Getting Outside the Bubble: How the Vegan Movement Started Disrupting U.S. Culture
















A big challenge for those committed to a cause is getting caught in a self-reinforcing bubble, or echo chamber.

Within that bubble, everything makes sense. And why not? Everyone you encounter believes in and accepts the basic suppositions: Foreign aid is important, peace is better than militarism, action needs to be taken on climate change, etc.

The main problem, of course, is that the arguments that everyone accepts inside the bubble often make no sense to those on the outside—the very people who need to be won over if the cause is to succeed.

That’s where the American vegan movement found itself in the early 2000s.

According to Chase Purdy in an article on Quartz, titled How the Vegan Movement Broke Out of Its Echo Chamber and Finally Started Disrupting Things, “the movement was always its worst enemy.”

Members of the movement “made their first impressions bellowing into bullhorns, desperate to make a difference by willing it with a loud enough voice,” he wrote.

But actual engagement with non-vegans “was a weakness as people tended to ignore the passionate subculture with a rigid gospel prohibiting use of any and all animal products.”

For the most part, he wrote. “the only marks left by their efforts throughout the 1970s, 80s, and 90s were those scuffed into their shoes as police officers dragged them off the streets.”

And then, he says, something changed.

A small group of vegans decided to take a different, a controversial—within the movement—tack.

The 2001 schism splintered the vegan community into two camps: absolutists who tout veganism as an all-or-nothing moral imperative, and pragmatists who quietly advocate for incremental change.

Over the past 20 years the pragmatic side has won out, with the result, according to Purdy, that “the movement has morphed into one of the biggest disruptors of the American food system.”

The key message behind the effort was that getting people to eat less meat was easier than getting people to eat no meat—and that you might be able to spare more animals by doing that.

To propel this message forward, the small group decided on an inside strategy or trying to change farm animal welfare policy, pressuring companies to improve housing conditions for pigs and hens, and drafting legislation and ballot measures to get the issues in front of voters.

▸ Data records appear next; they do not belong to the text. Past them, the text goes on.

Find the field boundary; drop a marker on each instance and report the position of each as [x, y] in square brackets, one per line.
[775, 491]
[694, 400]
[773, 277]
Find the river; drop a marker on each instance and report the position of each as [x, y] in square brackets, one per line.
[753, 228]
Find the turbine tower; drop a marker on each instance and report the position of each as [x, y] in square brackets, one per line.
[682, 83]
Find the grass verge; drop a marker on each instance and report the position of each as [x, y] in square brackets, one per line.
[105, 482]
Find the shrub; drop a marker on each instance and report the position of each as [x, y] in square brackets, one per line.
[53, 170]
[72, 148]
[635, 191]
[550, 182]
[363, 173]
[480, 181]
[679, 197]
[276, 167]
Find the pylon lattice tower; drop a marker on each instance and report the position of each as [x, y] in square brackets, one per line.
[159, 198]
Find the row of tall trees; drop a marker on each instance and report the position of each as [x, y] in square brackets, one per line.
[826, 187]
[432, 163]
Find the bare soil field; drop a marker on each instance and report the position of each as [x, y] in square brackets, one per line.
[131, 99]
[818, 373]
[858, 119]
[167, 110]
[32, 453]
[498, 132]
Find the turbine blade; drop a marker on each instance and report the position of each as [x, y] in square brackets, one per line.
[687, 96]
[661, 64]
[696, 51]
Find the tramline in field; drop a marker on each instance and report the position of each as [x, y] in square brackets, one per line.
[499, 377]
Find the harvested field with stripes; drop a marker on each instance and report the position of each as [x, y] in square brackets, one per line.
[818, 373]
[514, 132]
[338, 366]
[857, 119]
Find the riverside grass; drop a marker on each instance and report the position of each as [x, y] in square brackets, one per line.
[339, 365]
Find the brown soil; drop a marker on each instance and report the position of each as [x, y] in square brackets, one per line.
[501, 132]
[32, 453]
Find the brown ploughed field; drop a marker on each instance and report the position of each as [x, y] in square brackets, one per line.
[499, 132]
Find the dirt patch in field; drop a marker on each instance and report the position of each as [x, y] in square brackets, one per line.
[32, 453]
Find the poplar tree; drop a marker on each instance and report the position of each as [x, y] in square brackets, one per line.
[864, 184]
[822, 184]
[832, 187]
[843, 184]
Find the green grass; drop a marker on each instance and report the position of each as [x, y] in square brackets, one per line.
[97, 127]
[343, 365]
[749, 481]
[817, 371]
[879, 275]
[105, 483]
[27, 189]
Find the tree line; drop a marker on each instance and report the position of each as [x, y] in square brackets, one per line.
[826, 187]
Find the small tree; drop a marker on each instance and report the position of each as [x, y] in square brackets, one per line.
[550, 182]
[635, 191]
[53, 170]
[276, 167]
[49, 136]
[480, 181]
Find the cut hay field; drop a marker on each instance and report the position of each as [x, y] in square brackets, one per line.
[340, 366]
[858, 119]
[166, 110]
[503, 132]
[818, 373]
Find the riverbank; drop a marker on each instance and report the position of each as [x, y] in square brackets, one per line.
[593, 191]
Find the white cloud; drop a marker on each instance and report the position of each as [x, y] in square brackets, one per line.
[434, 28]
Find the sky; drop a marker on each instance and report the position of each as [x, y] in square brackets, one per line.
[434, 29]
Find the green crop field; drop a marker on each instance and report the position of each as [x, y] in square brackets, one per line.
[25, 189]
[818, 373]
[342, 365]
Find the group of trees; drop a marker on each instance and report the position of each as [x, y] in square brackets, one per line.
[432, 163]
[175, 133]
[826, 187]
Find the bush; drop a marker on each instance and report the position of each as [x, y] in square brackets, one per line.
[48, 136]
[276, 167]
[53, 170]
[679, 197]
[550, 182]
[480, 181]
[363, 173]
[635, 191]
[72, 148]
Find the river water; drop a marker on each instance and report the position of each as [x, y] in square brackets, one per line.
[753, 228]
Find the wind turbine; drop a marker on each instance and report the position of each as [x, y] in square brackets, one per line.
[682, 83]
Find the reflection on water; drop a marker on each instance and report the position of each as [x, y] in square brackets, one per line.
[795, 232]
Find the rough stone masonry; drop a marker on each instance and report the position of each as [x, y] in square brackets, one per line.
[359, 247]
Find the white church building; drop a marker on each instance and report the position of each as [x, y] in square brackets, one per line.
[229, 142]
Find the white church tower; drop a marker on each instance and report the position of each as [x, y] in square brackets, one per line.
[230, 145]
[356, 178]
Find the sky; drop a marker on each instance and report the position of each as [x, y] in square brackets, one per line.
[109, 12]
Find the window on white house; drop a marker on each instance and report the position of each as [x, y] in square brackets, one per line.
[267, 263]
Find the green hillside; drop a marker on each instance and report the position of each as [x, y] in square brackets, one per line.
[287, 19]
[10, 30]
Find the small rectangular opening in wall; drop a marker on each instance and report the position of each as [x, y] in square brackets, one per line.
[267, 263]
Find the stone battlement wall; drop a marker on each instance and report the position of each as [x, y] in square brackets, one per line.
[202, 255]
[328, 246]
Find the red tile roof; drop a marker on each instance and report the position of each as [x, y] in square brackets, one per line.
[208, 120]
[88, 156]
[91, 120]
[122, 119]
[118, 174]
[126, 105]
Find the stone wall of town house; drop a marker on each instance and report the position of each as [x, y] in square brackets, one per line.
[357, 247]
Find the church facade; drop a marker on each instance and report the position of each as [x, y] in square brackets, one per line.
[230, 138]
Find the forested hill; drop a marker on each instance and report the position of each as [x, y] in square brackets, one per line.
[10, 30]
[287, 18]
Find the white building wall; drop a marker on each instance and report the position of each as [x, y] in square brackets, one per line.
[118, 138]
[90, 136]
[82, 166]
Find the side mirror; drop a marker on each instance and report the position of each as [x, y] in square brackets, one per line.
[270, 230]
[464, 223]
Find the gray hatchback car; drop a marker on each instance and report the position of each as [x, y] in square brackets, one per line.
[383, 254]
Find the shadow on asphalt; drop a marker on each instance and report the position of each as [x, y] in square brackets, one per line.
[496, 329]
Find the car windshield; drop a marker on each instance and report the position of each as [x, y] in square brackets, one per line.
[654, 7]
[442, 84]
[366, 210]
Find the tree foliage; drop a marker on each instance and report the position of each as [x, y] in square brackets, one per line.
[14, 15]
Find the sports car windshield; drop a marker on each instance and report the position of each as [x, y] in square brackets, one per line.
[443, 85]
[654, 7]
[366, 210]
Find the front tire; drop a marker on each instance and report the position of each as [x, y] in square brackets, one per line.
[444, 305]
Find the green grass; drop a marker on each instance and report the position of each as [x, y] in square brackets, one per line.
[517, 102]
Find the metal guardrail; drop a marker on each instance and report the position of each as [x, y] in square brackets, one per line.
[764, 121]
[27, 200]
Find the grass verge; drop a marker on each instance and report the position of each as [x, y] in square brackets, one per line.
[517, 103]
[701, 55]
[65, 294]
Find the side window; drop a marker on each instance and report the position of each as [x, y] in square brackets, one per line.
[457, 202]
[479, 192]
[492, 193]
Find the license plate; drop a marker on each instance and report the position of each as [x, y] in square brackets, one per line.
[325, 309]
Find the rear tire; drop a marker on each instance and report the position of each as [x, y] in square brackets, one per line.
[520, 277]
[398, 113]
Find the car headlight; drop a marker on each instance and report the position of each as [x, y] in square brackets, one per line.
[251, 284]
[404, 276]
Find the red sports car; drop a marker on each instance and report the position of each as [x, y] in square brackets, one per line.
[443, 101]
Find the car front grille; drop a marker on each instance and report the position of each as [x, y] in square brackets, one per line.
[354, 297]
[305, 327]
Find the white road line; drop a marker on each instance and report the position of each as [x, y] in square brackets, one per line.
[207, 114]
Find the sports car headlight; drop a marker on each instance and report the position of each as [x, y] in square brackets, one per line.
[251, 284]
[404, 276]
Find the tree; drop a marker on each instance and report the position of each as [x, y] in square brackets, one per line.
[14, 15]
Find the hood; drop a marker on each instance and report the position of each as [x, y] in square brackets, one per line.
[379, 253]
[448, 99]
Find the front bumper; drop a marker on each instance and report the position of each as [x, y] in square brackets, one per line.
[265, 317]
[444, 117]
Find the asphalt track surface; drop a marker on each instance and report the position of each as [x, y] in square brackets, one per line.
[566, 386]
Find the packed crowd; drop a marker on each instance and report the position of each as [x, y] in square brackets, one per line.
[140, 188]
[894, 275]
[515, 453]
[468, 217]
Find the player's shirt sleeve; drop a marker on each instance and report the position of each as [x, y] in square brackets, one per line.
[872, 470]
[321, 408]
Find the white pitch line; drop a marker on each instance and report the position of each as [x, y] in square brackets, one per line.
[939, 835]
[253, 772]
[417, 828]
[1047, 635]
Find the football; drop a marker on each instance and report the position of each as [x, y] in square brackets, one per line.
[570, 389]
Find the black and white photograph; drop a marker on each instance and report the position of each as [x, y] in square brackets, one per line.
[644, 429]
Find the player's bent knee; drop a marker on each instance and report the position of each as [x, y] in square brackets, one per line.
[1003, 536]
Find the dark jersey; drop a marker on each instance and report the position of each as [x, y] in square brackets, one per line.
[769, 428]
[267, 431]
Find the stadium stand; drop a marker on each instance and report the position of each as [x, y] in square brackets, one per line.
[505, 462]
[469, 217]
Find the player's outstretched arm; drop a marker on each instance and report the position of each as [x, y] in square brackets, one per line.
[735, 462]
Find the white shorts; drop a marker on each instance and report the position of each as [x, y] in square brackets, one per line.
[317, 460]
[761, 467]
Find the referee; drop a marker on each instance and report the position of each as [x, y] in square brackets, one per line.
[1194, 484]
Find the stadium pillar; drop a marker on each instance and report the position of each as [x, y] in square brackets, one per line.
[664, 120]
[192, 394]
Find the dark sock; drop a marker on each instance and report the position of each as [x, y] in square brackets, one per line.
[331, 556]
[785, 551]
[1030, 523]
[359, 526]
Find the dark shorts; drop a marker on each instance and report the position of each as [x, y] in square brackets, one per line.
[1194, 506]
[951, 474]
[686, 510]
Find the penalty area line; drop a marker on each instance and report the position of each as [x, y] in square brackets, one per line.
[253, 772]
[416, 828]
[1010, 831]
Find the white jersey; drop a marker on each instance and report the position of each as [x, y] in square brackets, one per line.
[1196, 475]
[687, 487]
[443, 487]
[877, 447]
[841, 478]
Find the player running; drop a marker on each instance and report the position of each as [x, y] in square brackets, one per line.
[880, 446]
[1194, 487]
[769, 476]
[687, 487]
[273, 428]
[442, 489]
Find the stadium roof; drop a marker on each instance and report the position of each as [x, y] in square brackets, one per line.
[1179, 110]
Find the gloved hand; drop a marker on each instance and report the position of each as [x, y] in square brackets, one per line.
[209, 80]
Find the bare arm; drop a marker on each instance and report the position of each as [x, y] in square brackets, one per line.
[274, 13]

They also enlisted the support of groups like the Humane Society of the United States, which has enough money, smarts and political power to influence policy in that country, along with sympathetic CEOs of various companies.

Today the work of that small group of radical pragmatists has led to the creation of The Good Food Institute, a lobbying shop in Washington that represents the interests of meat-alternative food products.

According to Purdy, all of this has resulted in a force that is “a legitimate threat to meat industry practices.”

How did it do this? Instead of throwing red paint at places like McDonald’s, they picked on farm animal production techniques that appealed to consumer emotions, got issues on to ballots, and forced companies to “defend practices that can seem draconian. Should piglets have their tails cut off without anesthesia? Should egg-laying hens and farrowing sows be crammed into cages in which they can barely move?”

Despite the success, not everyone in the movement is happy or onside.

Says Purdy: “The 2001 split in the vegan movement was painful, leaving behind feelings of resentment that never healed. From the absolutist point-of-view, the pragmatists diminished the importance of fighting for animal lives by concentrating their energies on farm animal welfare.”

Those absolutist tactics might make true believers feel good, but they estrange the movement from the mainstream culture, and fails to change behavior, Purdy says.

Or, as he put it, quoting one of the pragmatists, “when you ask people for all or nothing, typically you get nothing.”

The story of the vegan movement in the U.S. has parallels to other many causes that people dearly believe in. As long as true believers stay in their bubbles, and demand all-or-nothing in terms of commitment, they will forever be sidelined and ineffective.

Playing the insider game has its dangers, of course, but not working with the culture and the political structure is also a dangerous proposition. And isn’t getting something better than getting nothing?

That’s the big question facing social change groups. What’s your answer?